Agent Infrastructure

LLM Agent Frameworks

LangChain, LangGraph, CrewAI, AutoGen, and when to build your own — compared

tool → memory → plan → act the agent loop
orchestrate vs code the key choice
5 major frameworks in active use
Contents
  1. What makes a framework
  2. Landscape & comparison
  3. LangGraph deep dive
  4. CrewAI multi-role
  5. AutoGen conversational
  6. Decision guide
  7. Observability & tracing
01 — Foundation

What Makes a Framework?

An agent framework gives you tool dispatch, memory management, multi-step planning, and observability — instead of writing it yourself. Rather than stringing together 500 lines of glue code with OpenAI SDK calls, a framework provides the scaffolding.

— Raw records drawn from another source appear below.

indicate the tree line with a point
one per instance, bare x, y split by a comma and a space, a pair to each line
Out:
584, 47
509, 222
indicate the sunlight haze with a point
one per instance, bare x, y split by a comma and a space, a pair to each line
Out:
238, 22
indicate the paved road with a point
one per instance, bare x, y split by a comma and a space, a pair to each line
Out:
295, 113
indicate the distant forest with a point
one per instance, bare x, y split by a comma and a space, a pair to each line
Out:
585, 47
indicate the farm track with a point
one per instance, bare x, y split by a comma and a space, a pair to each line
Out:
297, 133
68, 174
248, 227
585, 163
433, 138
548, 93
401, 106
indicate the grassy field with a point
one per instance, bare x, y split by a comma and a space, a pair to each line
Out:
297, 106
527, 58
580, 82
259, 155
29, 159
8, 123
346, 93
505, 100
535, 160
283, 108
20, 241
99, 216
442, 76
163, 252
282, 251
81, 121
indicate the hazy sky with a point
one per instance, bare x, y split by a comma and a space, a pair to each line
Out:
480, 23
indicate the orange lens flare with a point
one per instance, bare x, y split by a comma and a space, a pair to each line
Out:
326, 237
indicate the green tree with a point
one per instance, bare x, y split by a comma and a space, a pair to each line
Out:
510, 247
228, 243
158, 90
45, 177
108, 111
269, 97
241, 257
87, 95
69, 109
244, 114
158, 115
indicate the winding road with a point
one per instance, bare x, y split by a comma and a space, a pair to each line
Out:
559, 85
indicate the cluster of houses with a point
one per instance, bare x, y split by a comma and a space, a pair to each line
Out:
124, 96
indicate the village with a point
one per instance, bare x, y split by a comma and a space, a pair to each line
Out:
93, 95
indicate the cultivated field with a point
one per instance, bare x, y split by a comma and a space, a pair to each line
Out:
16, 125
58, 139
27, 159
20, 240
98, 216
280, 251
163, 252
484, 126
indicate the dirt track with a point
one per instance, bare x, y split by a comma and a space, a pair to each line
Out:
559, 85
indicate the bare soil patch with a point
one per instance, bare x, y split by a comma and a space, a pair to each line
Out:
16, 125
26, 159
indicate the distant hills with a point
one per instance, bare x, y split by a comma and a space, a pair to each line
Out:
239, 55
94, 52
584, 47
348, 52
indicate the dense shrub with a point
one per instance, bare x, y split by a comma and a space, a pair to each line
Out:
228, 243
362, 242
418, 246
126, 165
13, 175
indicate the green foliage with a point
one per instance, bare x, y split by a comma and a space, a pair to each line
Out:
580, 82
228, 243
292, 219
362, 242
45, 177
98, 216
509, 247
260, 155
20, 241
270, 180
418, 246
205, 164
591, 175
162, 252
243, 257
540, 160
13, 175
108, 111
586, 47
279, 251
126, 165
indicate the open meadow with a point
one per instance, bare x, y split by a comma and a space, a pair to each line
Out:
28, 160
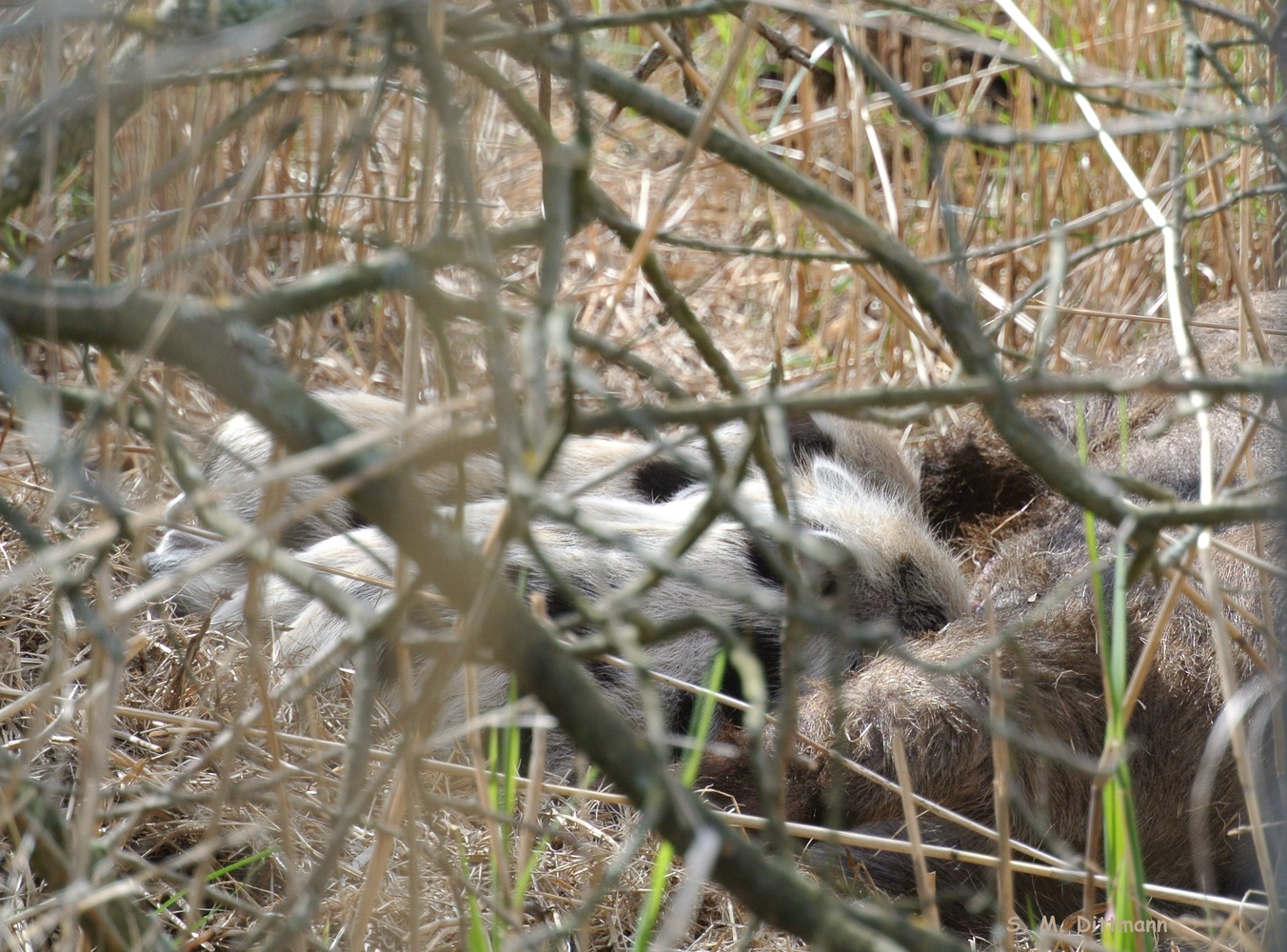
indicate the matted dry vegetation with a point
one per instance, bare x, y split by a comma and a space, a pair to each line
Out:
363, 184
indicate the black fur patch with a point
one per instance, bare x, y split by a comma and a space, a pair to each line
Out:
763, 566
661, 480
808, 440
921, 610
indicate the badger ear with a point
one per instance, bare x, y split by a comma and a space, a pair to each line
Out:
659, 480
808, 442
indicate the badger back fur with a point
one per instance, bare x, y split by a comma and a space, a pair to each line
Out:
869, 566
241, 452
1027, 551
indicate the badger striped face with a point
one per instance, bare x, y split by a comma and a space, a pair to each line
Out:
617, 545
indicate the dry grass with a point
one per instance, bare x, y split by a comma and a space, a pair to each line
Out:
149, 732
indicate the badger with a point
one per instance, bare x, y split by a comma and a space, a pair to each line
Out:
1027, 548
241, 452
866, 564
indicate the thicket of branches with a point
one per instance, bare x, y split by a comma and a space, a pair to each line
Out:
554, 219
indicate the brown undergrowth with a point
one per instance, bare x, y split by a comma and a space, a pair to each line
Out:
170, 747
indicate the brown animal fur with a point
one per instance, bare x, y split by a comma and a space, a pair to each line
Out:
1028, 553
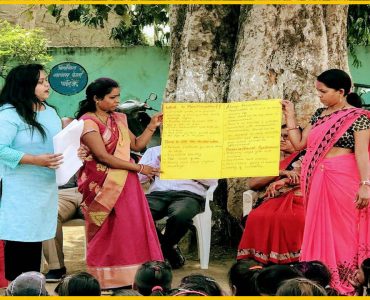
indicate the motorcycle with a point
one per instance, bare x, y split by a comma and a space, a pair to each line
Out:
138, 119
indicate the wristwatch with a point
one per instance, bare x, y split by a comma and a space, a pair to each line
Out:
365, 182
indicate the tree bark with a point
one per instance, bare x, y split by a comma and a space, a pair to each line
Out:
202, 53
280, 51
240, 53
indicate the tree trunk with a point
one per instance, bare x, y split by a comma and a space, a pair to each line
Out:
202, 46
280, 51
226, 53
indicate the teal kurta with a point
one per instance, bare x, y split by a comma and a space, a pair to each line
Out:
28, 205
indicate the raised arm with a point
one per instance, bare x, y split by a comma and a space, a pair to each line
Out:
139, 143
297, 138
94, 142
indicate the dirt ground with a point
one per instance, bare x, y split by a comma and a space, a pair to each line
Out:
220, 261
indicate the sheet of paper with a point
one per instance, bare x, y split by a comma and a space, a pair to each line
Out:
67, 142
187, 142
221, 140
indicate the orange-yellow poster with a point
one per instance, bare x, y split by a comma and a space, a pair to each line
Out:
221, 140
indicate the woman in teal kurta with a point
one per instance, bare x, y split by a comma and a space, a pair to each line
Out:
28, 205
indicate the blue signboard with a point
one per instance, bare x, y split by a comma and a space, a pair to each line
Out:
68, 78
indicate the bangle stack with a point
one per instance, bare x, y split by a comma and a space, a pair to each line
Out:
141, 168
292, 128
365, 182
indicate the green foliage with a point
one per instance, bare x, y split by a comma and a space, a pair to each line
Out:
358, 29
21, 46
133, 19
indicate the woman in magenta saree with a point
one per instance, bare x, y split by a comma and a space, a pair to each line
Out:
274, 230
120, 231
335, 180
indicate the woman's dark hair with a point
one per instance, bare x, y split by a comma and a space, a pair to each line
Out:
300, 287
270, 278
153, 278
242, 277
79, 284
338, 79
19, 91
185, 291
125, 292
316, 271
201, 283
99, 88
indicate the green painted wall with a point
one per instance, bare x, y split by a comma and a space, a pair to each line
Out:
361, 75
139, 71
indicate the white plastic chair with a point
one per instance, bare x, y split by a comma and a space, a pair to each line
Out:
69, 223
203, 225
77, 222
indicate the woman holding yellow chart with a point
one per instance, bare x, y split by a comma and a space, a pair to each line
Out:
335, 178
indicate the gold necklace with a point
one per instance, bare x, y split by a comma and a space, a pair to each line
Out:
330, 112
106, 121
120, 133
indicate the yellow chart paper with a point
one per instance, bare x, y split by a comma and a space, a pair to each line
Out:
221, 140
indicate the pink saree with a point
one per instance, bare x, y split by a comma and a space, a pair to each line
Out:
273, 231
120, 231
335, 232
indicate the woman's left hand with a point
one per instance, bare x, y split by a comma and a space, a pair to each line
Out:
363, 196
293, 176
82, 152
156, 120
273, 187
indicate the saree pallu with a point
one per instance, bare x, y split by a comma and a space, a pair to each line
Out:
274, 230
3, 281
335, 233
120, 230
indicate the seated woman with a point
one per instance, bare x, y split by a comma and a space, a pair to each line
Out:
274, 230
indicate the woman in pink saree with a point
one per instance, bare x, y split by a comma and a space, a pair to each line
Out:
335, 178
120, 230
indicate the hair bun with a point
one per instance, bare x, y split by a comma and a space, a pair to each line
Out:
157, 288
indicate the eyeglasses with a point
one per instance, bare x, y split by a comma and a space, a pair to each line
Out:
284, 137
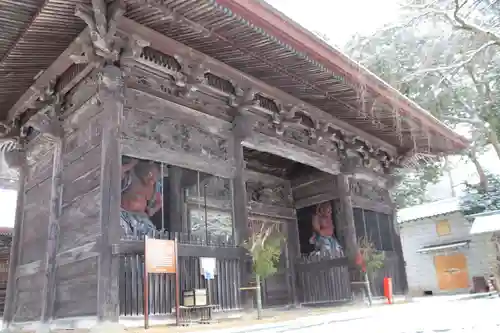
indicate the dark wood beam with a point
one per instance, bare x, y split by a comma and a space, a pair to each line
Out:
111, 95
126, 247
59, 66
15, 250
276, 146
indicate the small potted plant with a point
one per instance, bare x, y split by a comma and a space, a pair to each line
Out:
264, 246
373, 261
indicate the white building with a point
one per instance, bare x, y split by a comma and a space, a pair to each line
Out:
442, 256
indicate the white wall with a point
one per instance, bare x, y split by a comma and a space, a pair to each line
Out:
420, 266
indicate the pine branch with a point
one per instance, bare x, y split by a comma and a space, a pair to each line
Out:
469, 26
457, 65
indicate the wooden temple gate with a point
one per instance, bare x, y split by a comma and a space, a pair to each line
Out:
279, 129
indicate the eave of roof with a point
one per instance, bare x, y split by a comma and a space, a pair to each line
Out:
290, 32
38, 38
429, 210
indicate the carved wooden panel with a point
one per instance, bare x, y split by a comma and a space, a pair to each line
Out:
271, 191
369, 191
173, 141
76, 289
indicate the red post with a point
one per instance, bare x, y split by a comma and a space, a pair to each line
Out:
388, 289
146, 287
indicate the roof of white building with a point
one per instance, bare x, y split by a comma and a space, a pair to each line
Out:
431, 209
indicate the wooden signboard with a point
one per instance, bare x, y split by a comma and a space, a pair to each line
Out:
160, 257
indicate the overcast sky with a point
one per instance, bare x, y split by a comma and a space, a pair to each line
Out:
339, 20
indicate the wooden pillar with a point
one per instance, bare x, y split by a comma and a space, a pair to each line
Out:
15, 159
398, 248
175, 195
240, 207
48, 294
111, 96
347, 215
292, 249
350, 238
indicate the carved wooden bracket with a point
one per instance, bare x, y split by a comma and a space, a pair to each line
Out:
15, 158
102, 21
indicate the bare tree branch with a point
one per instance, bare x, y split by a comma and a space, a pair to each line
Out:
473, 27
452, 66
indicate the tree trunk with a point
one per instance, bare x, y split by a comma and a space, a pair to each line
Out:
483, 180
259, 297
450, 177
492, 135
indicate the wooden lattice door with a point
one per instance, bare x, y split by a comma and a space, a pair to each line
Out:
451, 271
275, 289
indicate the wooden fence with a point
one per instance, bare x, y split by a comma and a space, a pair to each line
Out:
224, 288
321, 280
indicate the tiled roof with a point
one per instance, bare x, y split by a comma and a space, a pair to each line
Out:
247, 35
431, 209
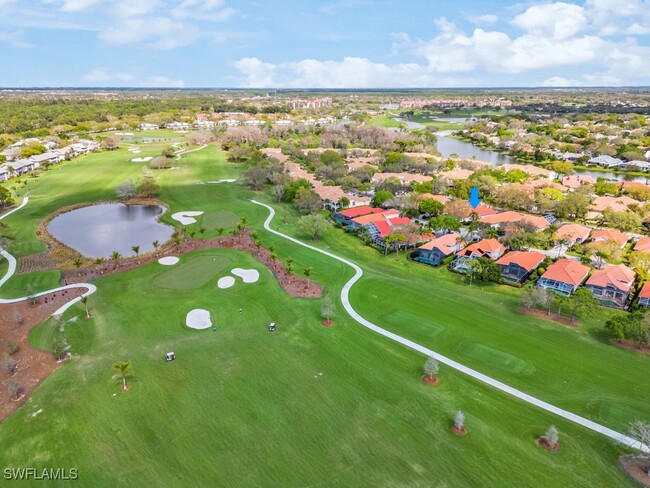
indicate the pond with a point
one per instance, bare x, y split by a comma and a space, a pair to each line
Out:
98, 230
448, 145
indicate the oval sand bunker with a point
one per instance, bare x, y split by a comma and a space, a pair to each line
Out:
198, 319
226, 282
248, 275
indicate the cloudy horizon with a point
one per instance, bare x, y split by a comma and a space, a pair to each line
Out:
357, 44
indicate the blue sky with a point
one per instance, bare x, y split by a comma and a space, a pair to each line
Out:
323, 44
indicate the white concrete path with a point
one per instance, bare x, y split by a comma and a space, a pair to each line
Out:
345, 299
12, 269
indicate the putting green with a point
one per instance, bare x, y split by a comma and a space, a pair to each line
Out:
192, 274
219, 218
499, 359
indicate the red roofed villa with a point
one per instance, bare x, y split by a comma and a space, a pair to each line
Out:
564, 276
612, 285
518, 265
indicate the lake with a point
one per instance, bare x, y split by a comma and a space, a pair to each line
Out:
98, 230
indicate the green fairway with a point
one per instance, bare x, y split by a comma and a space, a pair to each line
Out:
384, 121
305, 405
219, 218
193, 273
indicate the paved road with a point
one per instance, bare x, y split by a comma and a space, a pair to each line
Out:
12, 269
345, 299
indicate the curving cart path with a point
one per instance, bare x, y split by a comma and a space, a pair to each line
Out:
345, 299
12, 269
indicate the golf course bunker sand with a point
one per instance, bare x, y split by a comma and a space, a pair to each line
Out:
226, 282
186, 218
248, 275
198, 319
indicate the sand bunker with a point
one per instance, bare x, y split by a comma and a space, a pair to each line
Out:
248, 275
198, 319
226, 282
186, 218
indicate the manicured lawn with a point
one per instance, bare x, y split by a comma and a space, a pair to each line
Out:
384, 121
305, 405
192, 273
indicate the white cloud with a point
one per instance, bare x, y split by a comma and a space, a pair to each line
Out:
559, 81
102, 75
257, 73
157, 32
78, 5
161, 82
107, 77
15, 39
558, 20
485, 19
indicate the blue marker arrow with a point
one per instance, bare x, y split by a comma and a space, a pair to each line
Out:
474, 200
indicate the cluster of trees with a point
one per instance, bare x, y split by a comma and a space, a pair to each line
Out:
582, 304
633, 326
146, 186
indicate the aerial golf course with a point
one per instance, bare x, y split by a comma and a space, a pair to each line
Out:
305, 405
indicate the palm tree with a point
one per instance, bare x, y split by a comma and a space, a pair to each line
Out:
561, 242
84, 300
308, 272
600, 255
124, 370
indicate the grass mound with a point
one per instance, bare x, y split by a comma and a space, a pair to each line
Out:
220, 218
192, 274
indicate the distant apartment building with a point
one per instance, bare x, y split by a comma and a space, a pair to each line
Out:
311, 103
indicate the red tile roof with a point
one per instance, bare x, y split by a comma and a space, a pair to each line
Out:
444, 243
361, 210
642, 245
645, 291
572, 232
619, 276
483, 247
610, 235
528, 260
567, 271
383, 227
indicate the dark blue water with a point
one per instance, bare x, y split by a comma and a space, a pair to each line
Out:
98, 230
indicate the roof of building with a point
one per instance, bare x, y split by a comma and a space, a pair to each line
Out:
645, 290
643, 245
444, 243
617, 204
567, 271
574, 181
572, 232
610, 235
528, 260
619, 276
361, 210
482, 247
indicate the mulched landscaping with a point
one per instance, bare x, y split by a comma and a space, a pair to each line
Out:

Four Layers Every Agent Needs

(1) LLM interface layer: abstract the specific model (Claude, GPT-4, Llama). Send structured prompts, parse tool calls, handle errors. (2) Tool registry: define what tools the agent has access to, their schemas, and how to execute them. (3) Memory/state store: persist conversation history, internal state, past decisions. (4) Orchestration loop: handle the agentic loop itself — reason, act, observe, update state, repeat.

Build vs buy question: frameworks accelerate prototyping but add abstraction overhead. Many teams start with a framework, then rewrite the hot path in plain Python when they hit production constraints.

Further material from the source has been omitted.